Four-year survival rates for patients with metastatic melanoma who received ipilimumab in phase II clinical trials

J D Wolchok, J S Weber, M Maio, B Neyns, K Harmankaya, K Chin, L Cykowski, V de Pril, R Humphrey, C Lebbé, J D Wolchok, J S Weber, M Maio, B Neyns, K Harmankaya, K Chin, L Cykowski, V de Pril, R Humphrey, C Lebbé

Abstract

Background: This analysis was carried out to evaluate the long-term survival of patients with metastatic melanoma who received ipilimumab, a fully human monoclonal antibody that binds to cytotoxic T-lymphocyte antigen-4, in clinical trials.

Patients and methods: Patients received ipilimumab in one of three completed phase II clinical trials (CA184-008, CA184-022, and CA184-007). Previously treated patients were enrolled in all studies, and treatment-naïve patients were also included in study CA184-007. Patients received ipilimumab at a dose of 10 mg/kg in studies CA184-008 and CA184-007, and at doses of 0.3, 3, or 10 mg/kg in study CA184-022. Ipilimumab was given every 3 weeks for four doses, and eligible patients could receive ipilimumab maintenance therapy every 12 weeks. In study CA184-022, patients could cross over to be retreated with ipilimumab at 10 mg/kg upon disease progression. Ongoing survival follow-up is conducted in a companion study, CA184-025.

Results: Four-year survival rates [95% confidence interval (95% CI)] for previously treated patients who received ipilimumab at 0.3, 3, or 10 mg/kg were 13.8% [6.1-22.5], 18.2% [9.5-27.6], and 19.7% [13.4-26.5] to 28.4% [13.9-44.2], respectively. In treatment-naïve patients who received ipilimumab at 10 mg/kg, 4-year survival rates were 37.7% [18.6-57.4] to 49.5% [23.8-75.4].

Conclusions: These results demonstrate durable survival in a significant proportion of patients with metastatic melanoma who received ipilimumab therapy.

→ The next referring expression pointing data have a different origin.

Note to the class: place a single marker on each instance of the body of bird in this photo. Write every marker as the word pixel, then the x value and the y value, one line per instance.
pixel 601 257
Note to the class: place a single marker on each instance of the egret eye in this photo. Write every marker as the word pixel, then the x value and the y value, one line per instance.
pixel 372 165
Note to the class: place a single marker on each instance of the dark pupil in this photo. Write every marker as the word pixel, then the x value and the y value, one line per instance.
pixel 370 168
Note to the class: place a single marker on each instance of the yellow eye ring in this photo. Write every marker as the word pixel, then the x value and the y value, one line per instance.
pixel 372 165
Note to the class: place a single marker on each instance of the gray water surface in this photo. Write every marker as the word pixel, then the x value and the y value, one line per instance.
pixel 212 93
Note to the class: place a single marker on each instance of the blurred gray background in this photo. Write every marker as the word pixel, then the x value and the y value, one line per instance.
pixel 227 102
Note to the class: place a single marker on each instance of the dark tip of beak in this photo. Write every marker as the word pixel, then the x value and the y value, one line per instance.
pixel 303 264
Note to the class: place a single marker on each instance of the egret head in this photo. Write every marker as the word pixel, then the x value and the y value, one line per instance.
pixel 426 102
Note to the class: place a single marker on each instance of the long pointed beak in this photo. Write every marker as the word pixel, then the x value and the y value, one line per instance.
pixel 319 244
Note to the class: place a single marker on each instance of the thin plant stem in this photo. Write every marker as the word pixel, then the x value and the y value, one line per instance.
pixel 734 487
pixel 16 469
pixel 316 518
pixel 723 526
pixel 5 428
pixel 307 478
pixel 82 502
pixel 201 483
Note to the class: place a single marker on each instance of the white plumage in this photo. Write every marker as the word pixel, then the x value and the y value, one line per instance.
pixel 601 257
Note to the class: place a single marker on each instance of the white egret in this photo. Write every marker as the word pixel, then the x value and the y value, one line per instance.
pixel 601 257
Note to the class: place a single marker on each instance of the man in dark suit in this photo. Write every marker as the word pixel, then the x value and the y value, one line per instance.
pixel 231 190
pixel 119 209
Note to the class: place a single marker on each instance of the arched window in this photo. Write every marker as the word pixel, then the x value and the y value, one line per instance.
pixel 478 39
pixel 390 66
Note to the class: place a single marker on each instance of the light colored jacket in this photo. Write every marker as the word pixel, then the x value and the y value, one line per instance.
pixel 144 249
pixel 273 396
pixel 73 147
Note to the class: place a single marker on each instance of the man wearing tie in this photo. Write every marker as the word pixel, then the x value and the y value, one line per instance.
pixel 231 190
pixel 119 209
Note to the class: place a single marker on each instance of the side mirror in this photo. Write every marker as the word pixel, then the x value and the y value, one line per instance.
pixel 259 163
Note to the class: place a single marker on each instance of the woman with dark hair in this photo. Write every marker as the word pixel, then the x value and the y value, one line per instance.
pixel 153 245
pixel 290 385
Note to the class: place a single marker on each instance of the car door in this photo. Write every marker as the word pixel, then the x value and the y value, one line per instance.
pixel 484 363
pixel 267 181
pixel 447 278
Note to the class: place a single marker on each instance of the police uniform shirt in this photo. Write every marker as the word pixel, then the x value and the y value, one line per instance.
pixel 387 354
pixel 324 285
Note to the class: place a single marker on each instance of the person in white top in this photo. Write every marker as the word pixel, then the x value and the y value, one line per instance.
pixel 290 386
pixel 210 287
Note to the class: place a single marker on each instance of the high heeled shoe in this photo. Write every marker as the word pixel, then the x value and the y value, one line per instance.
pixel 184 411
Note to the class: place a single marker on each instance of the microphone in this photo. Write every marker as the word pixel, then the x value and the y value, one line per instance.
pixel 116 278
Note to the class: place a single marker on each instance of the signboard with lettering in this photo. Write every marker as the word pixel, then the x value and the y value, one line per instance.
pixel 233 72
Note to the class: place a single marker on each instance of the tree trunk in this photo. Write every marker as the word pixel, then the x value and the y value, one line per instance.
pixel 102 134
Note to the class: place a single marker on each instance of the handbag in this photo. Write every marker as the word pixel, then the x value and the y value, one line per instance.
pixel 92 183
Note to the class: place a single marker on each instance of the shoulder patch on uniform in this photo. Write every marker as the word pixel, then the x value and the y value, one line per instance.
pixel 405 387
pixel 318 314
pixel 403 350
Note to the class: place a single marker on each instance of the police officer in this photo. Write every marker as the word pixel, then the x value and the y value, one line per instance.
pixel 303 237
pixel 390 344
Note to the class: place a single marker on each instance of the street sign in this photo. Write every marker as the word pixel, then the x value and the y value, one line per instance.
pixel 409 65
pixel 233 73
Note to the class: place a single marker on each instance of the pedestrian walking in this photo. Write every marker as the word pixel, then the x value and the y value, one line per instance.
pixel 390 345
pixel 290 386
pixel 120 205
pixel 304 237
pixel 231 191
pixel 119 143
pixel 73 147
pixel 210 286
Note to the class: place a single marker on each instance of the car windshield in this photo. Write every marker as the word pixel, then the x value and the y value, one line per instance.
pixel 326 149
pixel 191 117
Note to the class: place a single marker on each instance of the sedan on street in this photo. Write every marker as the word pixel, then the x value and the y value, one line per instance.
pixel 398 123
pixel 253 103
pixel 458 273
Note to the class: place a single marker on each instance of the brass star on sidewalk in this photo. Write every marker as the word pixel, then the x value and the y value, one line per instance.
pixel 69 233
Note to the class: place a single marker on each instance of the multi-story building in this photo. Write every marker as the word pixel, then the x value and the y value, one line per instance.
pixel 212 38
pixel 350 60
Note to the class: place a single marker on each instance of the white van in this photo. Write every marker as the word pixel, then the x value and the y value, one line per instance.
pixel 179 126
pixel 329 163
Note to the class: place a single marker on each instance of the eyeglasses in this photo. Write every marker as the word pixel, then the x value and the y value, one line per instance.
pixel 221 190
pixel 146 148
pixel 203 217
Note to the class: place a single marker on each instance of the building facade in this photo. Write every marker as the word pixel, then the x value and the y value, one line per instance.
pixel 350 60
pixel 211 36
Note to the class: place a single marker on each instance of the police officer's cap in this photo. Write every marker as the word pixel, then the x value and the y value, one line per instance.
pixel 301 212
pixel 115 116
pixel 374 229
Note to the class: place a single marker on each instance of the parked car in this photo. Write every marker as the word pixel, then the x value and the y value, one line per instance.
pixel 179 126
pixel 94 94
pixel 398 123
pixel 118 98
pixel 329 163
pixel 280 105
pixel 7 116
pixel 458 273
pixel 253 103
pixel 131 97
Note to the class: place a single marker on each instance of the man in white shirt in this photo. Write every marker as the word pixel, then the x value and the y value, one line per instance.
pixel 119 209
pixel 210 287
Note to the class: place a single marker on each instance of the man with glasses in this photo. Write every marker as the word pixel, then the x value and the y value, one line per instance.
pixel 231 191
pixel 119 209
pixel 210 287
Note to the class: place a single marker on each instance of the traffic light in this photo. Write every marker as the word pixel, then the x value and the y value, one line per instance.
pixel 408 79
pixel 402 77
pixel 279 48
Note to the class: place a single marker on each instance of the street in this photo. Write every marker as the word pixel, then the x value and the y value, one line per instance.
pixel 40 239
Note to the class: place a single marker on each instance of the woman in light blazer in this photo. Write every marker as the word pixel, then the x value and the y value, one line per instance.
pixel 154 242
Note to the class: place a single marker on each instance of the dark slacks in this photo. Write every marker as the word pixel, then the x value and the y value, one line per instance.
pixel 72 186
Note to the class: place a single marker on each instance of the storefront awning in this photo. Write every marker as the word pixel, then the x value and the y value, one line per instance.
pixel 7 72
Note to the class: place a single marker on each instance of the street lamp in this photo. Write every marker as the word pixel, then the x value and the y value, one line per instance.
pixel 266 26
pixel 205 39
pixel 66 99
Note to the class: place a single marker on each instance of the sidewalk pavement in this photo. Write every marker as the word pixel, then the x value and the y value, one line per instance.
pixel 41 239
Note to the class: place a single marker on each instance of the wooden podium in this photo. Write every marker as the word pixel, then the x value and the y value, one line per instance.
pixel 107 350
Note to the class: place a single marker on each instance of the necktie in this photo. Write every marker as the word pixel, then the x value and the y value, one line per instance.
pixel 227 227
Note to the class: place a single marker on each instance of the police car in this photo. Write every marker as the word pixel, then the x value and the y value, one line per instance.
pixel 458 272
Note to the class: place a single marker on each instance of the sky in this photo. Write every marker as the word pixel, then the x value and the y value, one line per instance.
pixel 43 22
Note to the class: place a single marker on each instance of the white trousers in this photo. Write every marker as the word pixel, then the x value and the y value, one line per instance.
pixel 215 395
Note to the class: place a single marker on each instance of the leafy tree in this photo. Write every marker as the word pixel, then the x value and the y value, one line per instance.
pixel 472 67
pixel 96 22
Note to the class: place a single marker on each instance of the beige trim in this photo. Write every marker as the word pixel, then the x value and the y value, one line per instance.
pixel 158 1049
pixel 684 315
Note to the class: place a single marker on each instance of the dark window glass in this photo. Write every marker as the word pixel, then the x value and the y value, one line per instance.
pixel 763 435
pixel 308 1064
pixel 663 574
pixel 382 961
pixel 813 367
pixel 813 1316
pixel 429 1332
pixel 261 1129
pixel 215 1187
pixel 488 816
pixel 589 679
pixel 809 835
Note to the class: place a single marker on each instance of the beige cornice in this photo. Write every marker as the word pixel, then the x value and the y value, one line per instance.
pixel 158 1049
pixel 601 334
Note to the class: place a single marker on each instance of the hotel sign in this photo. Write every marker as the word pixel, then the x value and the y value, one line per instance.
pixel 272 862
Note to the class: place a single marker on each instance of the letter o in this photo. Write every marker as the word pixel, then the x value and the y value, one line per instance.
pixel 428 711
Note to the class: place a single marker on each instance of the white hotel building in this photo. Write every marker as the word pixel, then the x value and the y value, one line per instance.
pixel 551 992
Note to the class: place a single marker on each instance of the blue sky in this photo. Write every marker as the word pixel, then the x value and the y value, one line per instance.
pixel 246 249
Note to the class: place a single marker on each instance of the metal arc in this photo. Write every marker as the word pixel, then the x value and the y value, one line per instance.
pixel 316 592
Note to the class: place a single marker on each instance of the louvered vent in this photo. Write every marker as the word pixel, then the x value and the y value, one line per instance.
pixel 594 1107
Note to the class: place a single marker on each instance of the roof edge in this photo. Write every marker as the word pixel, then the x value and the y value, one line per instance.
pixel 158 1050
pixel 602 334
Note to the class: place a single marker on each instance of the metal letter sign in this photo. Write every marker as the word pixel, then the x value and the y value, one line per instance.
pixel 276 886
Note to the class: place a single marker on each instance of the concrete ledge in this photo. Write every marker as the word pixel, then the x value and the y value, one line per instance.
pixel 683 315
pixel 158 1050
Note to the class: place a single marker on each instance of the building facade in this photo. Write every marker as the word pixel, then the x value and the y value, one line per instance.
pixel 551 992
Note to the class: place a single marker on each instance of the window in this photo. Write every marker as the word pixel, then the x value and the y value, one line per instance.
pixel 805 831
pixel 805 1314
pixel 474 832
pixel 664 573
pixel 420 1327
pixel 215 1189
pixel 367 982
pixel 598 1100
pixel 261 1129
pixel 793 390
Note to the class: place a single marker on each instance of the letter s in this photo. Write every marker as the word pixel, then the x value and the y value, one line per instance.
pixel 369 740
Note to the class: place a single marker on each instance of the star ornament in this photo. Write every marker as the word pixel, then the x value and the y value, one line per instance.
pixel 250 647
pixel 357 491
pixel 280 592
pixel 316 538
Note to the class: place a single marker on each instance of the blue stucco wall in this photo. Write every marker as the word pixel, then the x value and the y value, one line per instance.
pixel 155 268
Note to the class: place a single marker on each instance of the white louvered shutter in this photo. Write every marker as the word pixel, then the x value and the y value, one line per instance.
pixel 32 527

Keywords: cytotoxic T-lymphocyte antigen-4; immunotherapy; ipilimumab; long-term survival; metastatic melanoma; survival rate.

Figures

Figure 1.
Figure 1.
Treatment of patients included in the survival analyses. Patients in studies CA184-007, CA184-008, and CA184-022 could enroll in study CA184-025 for (i) retreatment with ipilimumab [10 mg/kg, every 3 weeks (Q3W) for 4 doses] if they experienced PD after an objective response or SD; (ii) ipilimumab maintenance therapy (Q12W) if they had an objective response or SD but had not progressed; (iii) survival follow-up only without further ipilimumab treatment if PD was their best overall response. In study CA184-022, patients treated with ipilimumab at 0.3 or 3 mg/kg could enroll at any time to receive ipilimumab retreatment. In groups 1 and 2, patients with PD could be reinduced with ipilimumab or followed up for survival if they experienced intolerable toxicity (Tox) or withdrew consent (WD).
Figure 2.
Figure 2.
Kaplan–Meier estimates of overall survival. Analyses include all treated patients for study CA184-008 (A) and all randomized patients for studies CA184-022 (B) and CA184-007 (C). For study CA184-022 (B), 33% and 42% of patients in the 0.3 and 3 mg/kg dose groups, respectively, crossed over to the 10 mg/kg dose group. The vertical lines represent the current analyses of 4-year survival rates. Symbols indicate censored observations.